La tempête se calma vers le milieu de la journée et les deux frères sortirent pour aller visiter le mausolée de Jdrou, la mère de Jdrien. La spirale, qui autrefois recevait les trains de marchandises chargés d’ossements de baleines, avait énormément souffert, mais Jdrien disait que depuis que la Guilde des Harponneurs avait transporté ses installations plus à l’est sur le Viaduc géant, cette construction métallique se délabrait faute d’entretien.
— Il n’y a plus rien ici, juste quelques vieillards qui mourront prochainement. Même le labyrinthe des squelettes de cétacés s’écroule.
— Tu vas prévenir Yeuse ?
— Le Kid m’a dit qu’il s’en chargeait mais que cela demanderait deux à trois jours. Pour l’instant, seule la banquise du Pacifique paraît concernée par la lucarne, mais nous ignorons si d’autres brèches ne sont pas en train de déchirer le ciel, au-dessus de la Panaméricaine ou de la Transeuropéenne. Il semblerait qu’en Sibérienne on s’inquiéterait de certaines rumeurs sur l’inlandsis oriental. Des chasseurs de phoques auraient remarqué des phénomènes étranges d’aurores boréales. Une émission radio a été captée voici quelques jours.
— Il s’agirait de la même lucarne, dit Liensun. Le professeur Charlster estime qu’elle permettra au Soleil d’inonder de sa lumière et de sa chaleur un rectangle de dix mille kilomètres de long et de deux mille de profondeur, mais ce n’est qu’un chiffre approximatif.
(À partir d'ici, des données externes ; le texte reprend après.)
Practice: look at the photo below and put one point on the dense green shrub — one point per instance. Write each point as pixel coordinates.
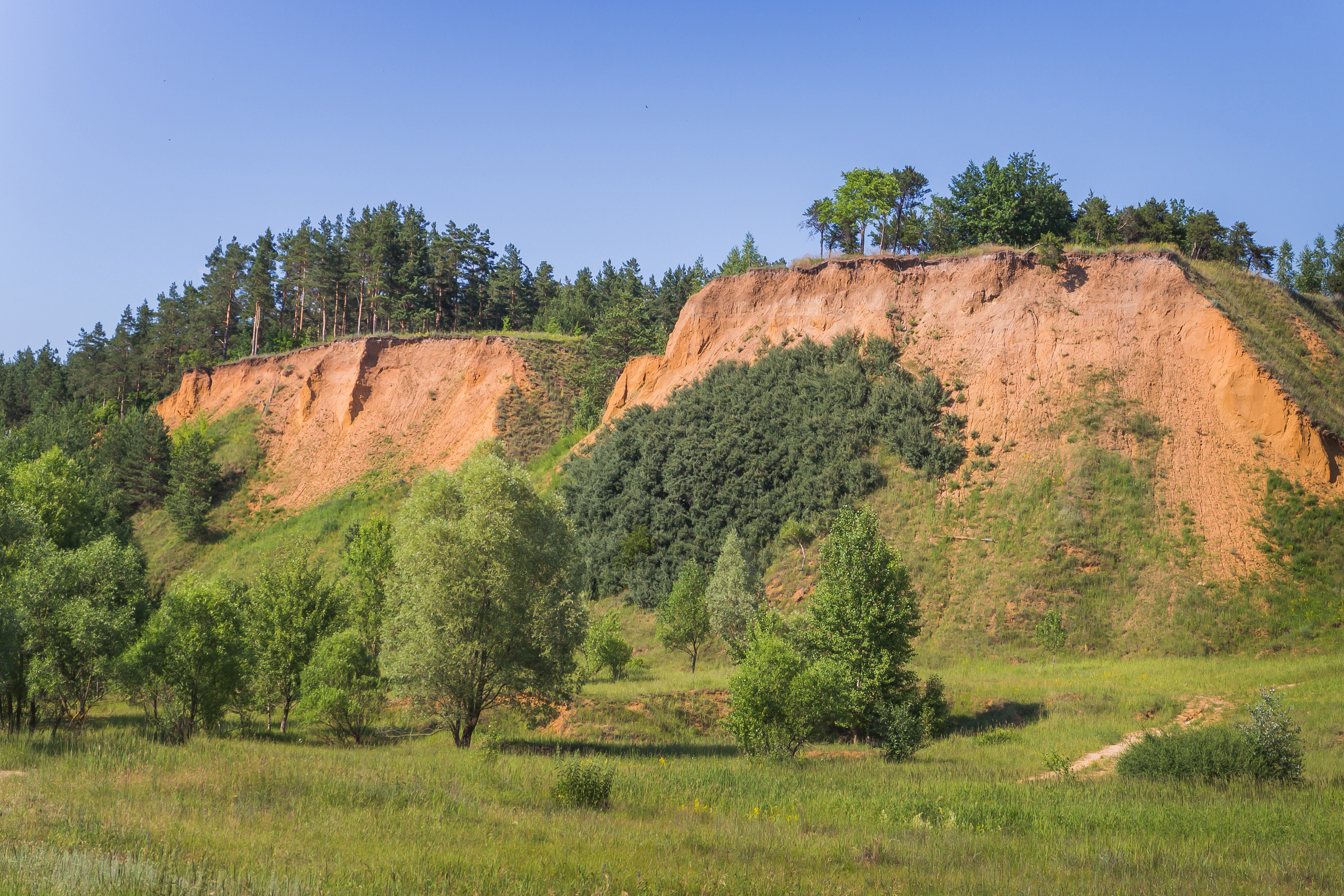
(1269, 749)
(1213, 753)
(749, 448)
(584, 782)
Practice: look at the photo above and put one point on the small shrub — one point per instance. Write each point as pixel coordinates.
(1269, 749)
(998, 735)
(584, 782)
(1205, 754)
(1058, 764)
(1276, 741)
(902, 734)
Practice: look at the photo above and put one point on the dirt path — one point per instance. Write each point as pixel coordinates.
(1199, 711)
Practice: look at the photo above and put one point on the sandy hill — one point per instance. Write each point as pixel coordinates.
(332, 413)
(1026, 340)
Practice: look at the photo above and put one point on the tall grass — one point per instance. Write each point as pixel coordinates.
(115, 813)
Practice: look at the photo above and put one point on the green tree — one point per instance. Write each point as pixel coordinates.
(343, 692)
(290, 612)
(604, 648)
(1311, 268)
(1284, 272)
(64, 500)
(1205, 237)
(685, 617)
(818, 219)
(1245, 253)
(1335, 272)
(734, 594)
(484, 608)
(1050, 633)
(780, 700)
(187, 667)
(744, 258)
(1096, 225)
(77, 613)
(1011, 205)
(193, 482)
(865, 614)
(800, 535)
(369, 561)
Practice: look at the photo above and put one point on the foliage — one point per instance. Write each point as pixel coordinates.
(780, 699)
(195, 476)
(1276, 741)
(584, 784)
(189, 664)
(1013, 203)
(77, 614)
(483, 605)
(54, 488)
(744, 258)
(865, 616)
(1050, 635)
(1205, 754)
(685, 624)
(290, 612)
(1269, 749)
(369, 561)
(908, 727)
(733, 594)
(749, 448)
(342, 691)
(802, 535)
(605, 649)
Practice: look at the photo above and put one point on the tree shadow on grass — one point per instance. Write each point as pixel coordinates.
(996, 714)
(550, 746)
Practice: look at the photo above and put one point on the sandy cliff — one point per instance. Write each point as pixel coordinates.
(335, 412)
(1025, 340)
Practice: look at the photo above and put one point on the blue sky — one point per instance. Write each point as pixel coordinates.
(136, 135)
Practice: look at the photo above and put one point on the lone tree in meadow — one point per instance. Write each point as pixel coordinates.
(865, 616)
(685, 617)
(481, 609)
(1050, 633)
(734, 594)
(800, 535)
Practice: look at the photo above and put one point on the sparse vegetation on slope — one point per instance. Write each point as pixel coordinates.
(1299, 339)
(751, 446)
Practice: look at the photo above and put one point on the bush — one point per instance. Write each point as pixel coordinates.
(780, 700)
(996, 737)
(584, 782)
(1205, 754)
(343, 692)
(749, 448)
(1269, 749)
(1276, 741)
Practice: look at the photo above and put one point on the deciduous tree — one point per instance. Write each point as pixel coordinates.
(484, 608)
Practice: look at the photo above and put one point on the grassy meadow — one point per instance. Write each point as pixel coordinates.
(115, 813)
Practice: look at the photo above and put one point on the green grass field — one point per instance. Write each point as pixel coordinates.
(113, 813)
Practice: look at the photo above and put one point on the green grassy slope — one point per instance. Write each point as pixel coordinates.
(113, 813)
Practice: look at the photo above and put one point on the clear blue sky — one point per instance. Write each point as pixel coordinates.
(135, 135)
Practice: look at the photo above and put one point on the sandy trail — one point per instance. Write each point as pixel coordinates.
(1199, 711)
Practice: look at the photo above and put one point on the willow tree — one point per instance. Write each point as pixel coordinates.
(483, 612)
Chaque fois qu’il découvrait cette très jeune fille, quinze ans à peine, qui avait donné le jour à Jdrien et qui était morte assassinée par un chasseur de Roux de la Transeuropéenne, Liensun laissait une émotion bienfaisante l’envahir. Cette jeune Rousse était la beauté même, à jamais conservée sous une glace transparente dans la blondeur de sa fourrure :
— Tu ne vas pas la laisser là ?
— Nous l’emporterons avec nous dans son cercueil de glace que nous découperons avec soin. Sur une peau de loup elle sera tirée vers le pôle Sud pour sa dernière demeure cette fois, enfin je l’espère.
Chaque fois Liensun évoquait sa mère qu’il n’avait connue qu’à travers les récits de sa sœur Jael. Une grosse femme féroce, cupide mais obsédée de maternité. Chaque année elle donnait naissance à un enfant. Elle choisissait le père en fonction de critères de beauté mais surtout d’intelligence et de célébrité. Lien Rag était tombé dans ses filets grâce à la complicité de la toute jeune Jael. Celle-ci, amoureuse de lui, l’avait recherché des années durant avant de trouver Jdrien qui, disait-on, lui ressemblait étonnamment.
— Je vais repartir, annonça-t-il. Le dirigeable viendra me chercher au rendez-vous dans le nord. Je ne sais s’ils auront repéré quelques cargos au cours de leur expédition.
— Je vais te donner la carte que j’ai dressée d’après les récits des tribus. Il y a des points de repère importants en sus des longitudes et des latitudes.
— Mais que comptais-tu en faire ? s’étonna Liensun.
— J’aurais aimé partir à leur recherche, retrouver leurs cargaisons certes, mais surtout les ustensiles, les objets de la vie quotidienne, le livre de bord du capitaine. J’ai toujours rêvé de ces bateaux qui naviguaient sur les océans, surtout sur le Pacifique. Il en est un dont le nom me faisait particulièrement rêver, qui s’appelait le Crystal Flower.
— Mais comment le sais-tu puisque les Roux ne savent pas lire ?
— Ils m’avaient rapporté, comme une relique, une assiette de la salle à manger du commandant où le nom du bateau était gravé.